By Robert Laurie
As soon as Mitt Romney clinched the 2012 GOP nomination, I knew. We were in for four more years of Obama. By the time election night rolled around, the polls had tightened and I had some sliver of hope that he might pull things off – but, still, in my heart of hearts I knew. Romney was not the kind of fighter that could take on an incumbent President and win.
My misgivings had nothing to do with his money. I like money. Wealth is a good thing. My \problem with Romney was that, from his time in Massachusetts right up until his candidacy, he’d been on both sides of virtually every issue. Gun control, healthcare, taxation, abortion, gay rights – you name it – if it was an issue, Romney had probably been on both sides of it.
Now, he’s in Arizona running for Senate and guess what? He’s flip-flopped again. This time he’s trying to have it both ways about Donald Trump.
The future, he predicted, would feature Trump as America’s leader at least for another six years.
“I think that not just because of the strong economy and the fact that people are going to see increasingly rising wages,” Romney said, “but I think it’s also true because I think our Democrat friends are likely to nominate someone who is really out of the mainstream of American thought and will make it easier for a president who’s presiding over a growing economy.”
The remarks from Romney marked a sharp reversal from his original impression of Trump. Romney briefly served as the face of the so-called “Never Trump” movement before the 2016 election. He delivered a scathing speech in Utah before the 2016 election, calling Trump “a con man” and “a fake.”
Yet Romney’s criticism has softened since then.

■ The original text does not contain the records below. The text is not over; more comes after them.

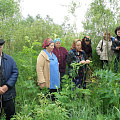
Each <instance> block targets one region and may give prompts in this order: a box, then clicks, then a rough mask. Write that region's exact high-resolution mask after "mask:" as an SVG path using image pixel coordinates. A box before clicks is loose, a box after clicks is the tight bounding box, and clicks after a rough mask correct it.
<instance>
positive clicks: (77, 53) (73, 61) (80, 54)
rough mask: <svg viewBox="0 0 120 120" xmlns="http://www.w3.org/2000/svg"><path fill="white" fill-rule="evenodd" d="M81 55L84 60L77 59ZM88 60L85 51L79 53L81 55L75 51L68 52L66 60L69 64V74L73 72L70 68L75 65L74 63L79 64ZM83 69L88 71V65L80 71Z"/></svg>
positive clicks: (73, 50) (74, 50)
mask: <svg viewBox="0 0 120 120" xmlns="http://www.w3.org/2000/svg"><path fill="white" fill-rule="evenodd" d="M80 55H82V59H78V58H77V57H78V56H80ZM86 59H87V58H86V54H85V52H84V51H83V50H82V51H79V55H78V53H77V52H76V50H75V49H72V50H70V51H69V52H68V55H67V59H66V61H67V64H68V74H69V73H70V72H71V70H72V67H71V66H70V64H71V63H74V62H76V63H79V62H80V61H82V60H86ZM83 68H85V69H86V65H84V66H82V67H80V69H83ZM78 71H79V70H78Z"/></svg>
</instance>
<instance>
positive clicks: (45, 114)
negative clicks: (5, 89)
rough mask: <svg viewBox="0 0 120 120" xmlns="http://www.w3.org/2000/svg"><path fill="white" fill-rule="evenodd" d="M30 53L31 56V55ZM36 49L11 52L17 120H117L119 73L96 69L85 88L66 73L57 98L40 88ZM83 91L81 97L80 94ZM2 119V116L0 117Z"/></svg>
mask: <svg viewBox="0 0 120 120" xmlns="http://www.w3.org/2000/svg"><path fill="white" fill-rule="evenodd" d="M31 54H32V55H31ZM38 54H39V51H38V52H37V51H33V50H32V49H31V50H30V49H28V48H25V49H24V50H23V51H21V52H18V53H17V54H16V53H14V54H12V56H13V58H14V59H15V61H16V63H17V67H18V70H19V76H18V80H17V83H16V92H17V97H16V115H15V116H14V118H13V119H16V120H20V119H21V120H67V119H69V120H118V119H120V74H119V73H113V72H112V71H111V70H109V69H106V70H101V69H97V68H99V67H97V65H96V66H94V61H93V62H92V64H91V66H90V67H93V66H94V68H95V70H94V71H93V75H92V78H91V81H90V82H88V83H87V89H79V88H76V89H74V90H73V88H74V87H75V85H74V83H73V82H72V79H71V78H69V76H68V75H65V76H64V77H63V84H62V90H60V91H59V90H58V92H57V93H55V96H56V101H55V102H53V101H51V99H50V98H48V93H47V91H46V89H44V90H40V88H39V86H37V83H36V79H37V74H36V61H37V56H38ZM83 94H84V97H83ZM2 119H4V117H3V118H2Z"/></svg>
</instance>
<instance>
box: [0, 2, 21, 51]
mask: <svg viewBox="0 0 120 120" xmlns="http://www.w3.org/2000/svg"><path fill="white" fill-rule="evenodd" d="M0 2H1V3H0V23H1V24H0V27H1V30H0V37H1V38H3V39H5V41H6V43H7V42H8V43H9V44H8V45H9V53H11V40H12V39H14V38H13V37H14V36H13V34H14V29H15V27H16V24H17V22H18V21H19V18H20V16H19V15H20V14H19V10H20V9H19V2H20V1H17V0H16V2H15V1H14V0H1V1H0Z"/></svg>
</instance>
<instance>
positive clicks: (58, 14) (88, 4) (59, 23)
mask: <svg viewBox="0 0 120 120" xmlns="http://www.w3.org/2000/svg"><path fill="white" fill-rule="evenodd" d="M78 1H79V2H80V5H81V7H80V8H78V9H77V10H76V18H75V17H73V16H70V24H74V23H76V25H77V29H78V32H81V31H83V28H82V24H81V21H82V20H84V16H85V12H86V11H87V8H88V7H89V4H90V3H91V2H92V1H93V0H78ZM70 2H71V0H22V1H21V4H20V5H21V13H22V15H23V17H25V18H26V17H27V15H28V14H30V15H31V16H33V17H34V18H35V17H36V15H38V14H40V16H41V17H42V18H45V17H46V15H49V16H50V18H52V19H53V21H54V23H57V24H60V25H61V24H62V22H64V17H65V16H68V8H67V7H63V6H62V5H69V4H70Z"/></svg>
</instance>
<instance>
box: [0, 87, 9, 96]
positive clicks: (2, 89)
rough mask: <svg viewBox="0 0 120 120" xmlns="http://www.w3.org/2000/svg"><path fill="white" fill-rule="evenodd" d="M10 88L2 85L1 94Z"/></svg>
mask: <svg viewBox="0 0 120 120" xmlns="http://www.w3.org/2000/svg"><path fill="white" fill-rule="evenodd" d="M7 90H8V87H7V85H3V86H2V87H0V95H3V94H4V93H5V92H6V91H7Z"/></svg>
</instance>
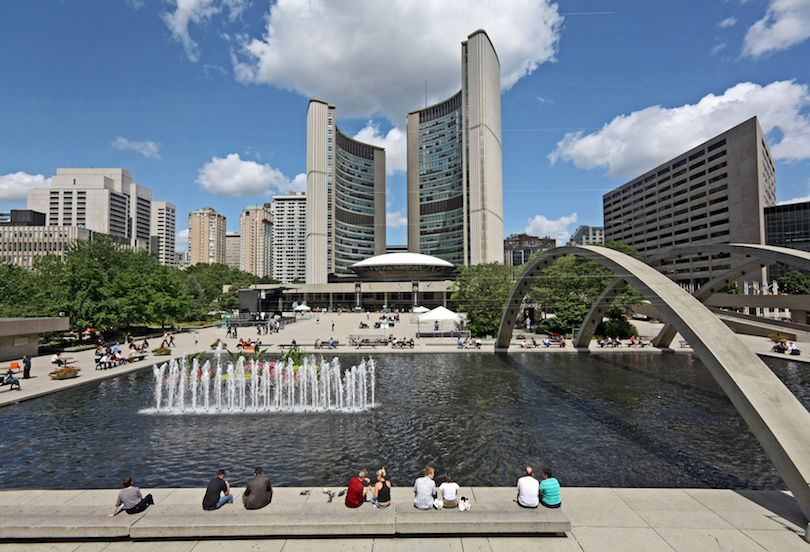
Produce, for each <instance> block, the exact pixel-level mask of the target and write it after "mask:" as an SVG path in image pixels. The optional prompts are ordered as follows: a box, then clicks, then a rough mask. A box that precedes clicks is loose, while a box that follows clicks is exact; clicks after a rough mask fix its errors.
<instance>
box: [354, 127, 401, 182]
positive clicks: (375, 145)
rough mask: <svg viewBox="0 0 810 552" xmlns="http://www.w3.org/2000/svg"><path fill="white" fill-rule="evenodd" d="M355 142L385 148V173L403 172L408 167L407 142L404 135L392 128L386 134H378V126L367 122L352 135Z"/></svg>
mask: <svg viewBox="0 0 810 552" xmlns="http://www.w3.org/2000/svg"><path fill="white" fill-rule="evenodd" d="M354 139H355V140H359V141H360V142H363V143H366V144H371V145H372V146H378V147H381V148H385V173H386V174H394V173H396V172H405V171H406V170H407V166H408V152H407V146H408V143H407V140H406V139H405V133H404V132H402V131H401V130H400V129H399V128H397V127H394V128H392V129H391V130H389V131H388V133H387V134H382V133H381V132H380V126H379V125H377V124H375V123H374V122H372V121H369V122H368V123H367V124H366V126H365V127H363V128H362V129H361V130H360V132H358V133H357V134H355V135H354Z"/></svg>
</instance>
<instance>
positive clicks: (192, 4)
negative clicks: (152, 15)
mask: <svg viewBox="0 0 810 552" xmlns="http://www.w3.org/2000/svg"><path fill="white" fill-rule="evenodd" d="M171 3H172V4H173V5H174V11H173V12H171V13H164V14H162V17H163V22H164V23H166V26H167V27H169V30H170V31H171V32H172V37H173V38H174V39H175V40H176V41H178V42H180V43H181V44H182V45H183V48H184V49H185V51H186V55H187V56H188V59H190V60H191V61H197V60H199V59H200V52H199V46H198V45H197V43H196V42H194V40H193V39H192V38H191V34H190V33H189V29H188V27H189V24H190V23H196V24H199V23H204V22H210V21H211V20H212V19H213V17H214V16H216V15H219V14H220V13H222V11H223V10H224V8H228V13H229V17H228V19H229V20H230V21H235V20H236V19H238V18H239V16H240V15H241V14H242V12H243V11H244V10H245V8H247V6H248V3H249V2H248V0H172V1H171Z"/></svg>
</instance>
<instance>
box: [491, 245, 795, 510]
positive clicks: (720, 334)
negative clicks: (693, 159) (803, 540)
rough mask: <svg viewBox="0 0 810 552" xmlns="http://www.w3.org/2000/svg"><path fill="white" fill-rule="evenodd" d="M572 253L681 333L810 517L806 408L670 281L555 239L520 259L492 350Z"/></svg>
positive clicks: (684, 294) (606, 254)
mask: <svg viewBox="0 0 810 552" xmlns="http://www.w3.org/2000/svg"><path fill="white" fill-rule="evenodd" d="M564 255H578V256H581V257H585V258H588V259H591V260H594V261H596V262H598V263H600V264H602V265H603V266H605V267H607V268H609V269H610V270H612V271H613V272H614V273H615V274H616V277H617V278H618V279H621V280H624V281H625V282H627V283H628V284H630V285H632V286H633V287H635V288H636V289H637V290H638V291H639V292H640V293H641V294H642V295H643V296H644V298H645V299H647V300H649V301H650V302H652V303H653V304H654V305H655V306H656V307H657V308H658V309H659V311H660V312H661V313H662V314H663V315H664V316H666V318H667V320H669V321H670V323H671V324H672V325H673V326H674V327H675V328H676V329H677V330H678V331H679V332H680V333H681V335H683V336H684V337H685V338H686V339H687V340H688V341H689V344H690V345H691V346H692V348H693V349H694V351H695V353H696V354H697V355H698V356H699V357H700V359H701V361H703V364H705V365H706V367H707V368H708V369H709V371H710V372H711V374H712V376H713V377H714V378H715V379H716V380H717V382H718V383H719V384H720V387H721V388H722V389H723V391H724V392H725V393H726V395H728V397H729V399H731V402H732V404H733V405H734V407H735V408H736V409H737V411H738V412H739V413H740V415H741V416H742V417H743V419H744V420H745V422H746V424H748V427H749V428H751V431H752V432H753V433H754V436H755V437H756V438H757V439H758V440H759V442H760V444H761V445H762V447H763V448H764V449H765V452H766V453H767V454H768V456H769V457H770V459H771V461H772V462H773V463H774V466H775V467H776V469H777V470H778V471H779V473H780V474H781V475H782V478H783V479H784V481H785V484H786V485H787V486H788V488H789V489H790V491H791V492H792V493H793V495H794V497H795V499H796V502H797V503H798V505H799V507H800V508H801V510H802V512H803V513H804V515H805V517H806V518H808V519H810V486H808V482H809V481H810V412H808V411H807V409H805V408H804V406H802V404H801V403H800V402H799V401H798V399H796V397H795V396H793V394H792V393H791V392H790V391H789V390H788V389H787V387H785V385H784V384H783V383H782V382H781V381H780V380H779V378H777V377H776V375H775V374H774V373H773V372H772V371H771V370H770V369H769V368H768V367H767V366H766V365H765V364H764V363H763V362H762V361H761V360H760V359H759V358H758V357H757V356H756V355H755V354H754V353H752V352H750V351H749V350H748V348H747V347H745V346H744V345H743V344H742V343H740V342H739V341H738V340H737V337H736V336H735V335H734V333H733V332H732V331H731V330H730V329H728V328H727V327H726V325H725V324H723V322H721V321H720V320H719V319H718V318H717V317H716V316H715V315H714V314H712V313H711V311H709V309H708V308H706V307H705V306H704V305H703V304H701V303H700V302H699V301H698V300H697V299H695V298H694V297H692V296H691V295H690V294H689V293H687V292H686V291H684V290H683V289H681V288H680V286H678V285H677V284H676V283H674V282H673V281H671V280H670V279H669V278H667V277H666V276H664V275H663V274H661V273H660V272H658V271H657V270H655V269H654V268H652V267H650V266H648V265H646V264H644V263H643V262H642V261H639V260H637V259H634V258H632V257H630V256H628V255H625V254H624V253H621V252H619V251H615V250H613V249H609V248H607V247H595V246H581V247H559V248H556V249H552V250H549V251H547V252H546V253H543V254H541V255H540V256H538V257H537V258H536V259H534V260H533V261H532V262H531V263H529V264H528V265H527V266H526V269H525V270H524V271H523V274H521V276H520V278H519V279H518V281H517V283H516V284H515V287H514V289H513V290H512V294H511V296H510V298H509V302H508V303H507V306H506V311H505V312H504V315H503V318H502V320H501V327H500V331H499V332H498V339H497V341H496V351H501V352H506V351H507V350H508V347H509V342H510V340H511V337H512V330H513V329H514V327H515V323H516V321H517V316H518V314H519V313H520V312H521V309H520V306H521V303H522V301H523V298H524V297H525V295H526V292H527V291H528V289H529V287H530V286H531V283H532V282H533V281H534V280H535V279H536V278H537V276H538V275H539V273H540V271H541V270H542V269H543V268H544V267H545V266H548V264H550V263H551V262H552V261H553V260H554V259H555V258H557V257H561V256H564Z"/></svg>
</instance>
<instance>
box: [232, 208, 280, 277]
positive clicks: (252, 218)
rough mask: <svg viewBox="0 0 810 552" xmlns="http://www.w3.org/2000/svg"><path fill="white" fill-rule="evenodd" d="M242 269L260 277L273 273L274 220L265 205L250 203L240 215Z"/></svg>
mask: <svg viewBox="0 0 810 552" xmlns="http://www.w3.org/2000/svg"><path fill="white" fill-rule="evenodd" d="M239 228H240V234H241V235H242V253H241V255H240V256H239V259H240V263H241V266H240V267H239V268H240V269H241V270H244V271H245V272H247V273H249V274H253V275H254V276H258V277H259V278H264V277H265V276H272V275H273V220H272V216H271V214H270V209H268V208H267V207H265V206H264V205H249V206H247V207H245V208H244V209H243V210H242V214H241V215H240V217H239Z"/></svg>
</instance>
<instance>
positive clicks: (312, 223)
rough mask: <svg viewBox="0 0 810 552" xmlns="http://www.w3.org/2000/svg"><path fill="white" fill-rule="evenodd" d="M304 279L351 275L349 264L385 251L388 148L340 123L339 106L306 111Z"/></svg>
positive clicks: (323, 281) (322, 282) (322, 106)
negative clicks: (386, 151) (305, 267)
mask: <svg viewBox="0 0 810 552" xmlns="http://www.w3.org/2000/svg"><path fill="white" fill-rule="evenodd" d="M306 201H307V221H306V237H305V240H306V282H307V283H310V284H325V283H327V282H328V281H329V278H330V277H333V276H335V275H337V276H350V275H352V274H353V273H352V271H351V270H349V265H352V264H354V263H356V262H358V261H361V260H363V259H366V258H368V257H373V256H374V255H382V254H383V253H385V151H384V150H383V149H382V148H379V147H377V146H371V145H368V144H364V143H362V142H358V141H357V140H353V139H352V138H350V137H348V136H346V135H345V134H343V133H342V132H341V131H340V129H338V127H337V122H336V119H335V106H333V105H329V104H327V103H326V102H323V101H321V100H315V99H313V100H310V102H309V108H308V110H307V192H306Z"/></svg>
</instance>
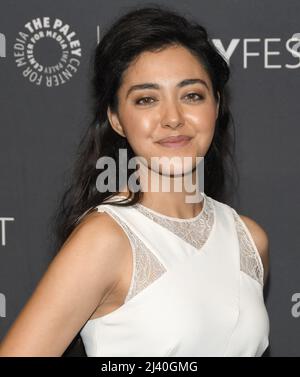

And now, in the midst of a Republican Senate primary campaign, the former Massachusetts governor appears to be embracing Trump and his leadership role in the modern-day Republican Party.
That’s quite a reversal from this speech, delivered in March of 2016:
In the middle of that barrage, you’ll notice that Romney mentions the polls predicting Trump would lose to Hillary Clinton. That’s what’s really going on here. Romney sought to position himself as king of the NeverTrump movement at a time when ALL of the conventional (meaning DC insider) wisdom said Trump couldn’t win. Romney’s probably assumed that Trump would go down in flames, the party would be in ruins, and he’d be in the catbird seat saying “toldja so.” Then, Trump won.
Romney has been sheepishly walking back his attack ever since.
If Mitt really believed what he said in the now-infamous clip above, he should stick by it. It’s better to go down in history as simply being wrong, than to be remembered for …whatever it is he’s doing now.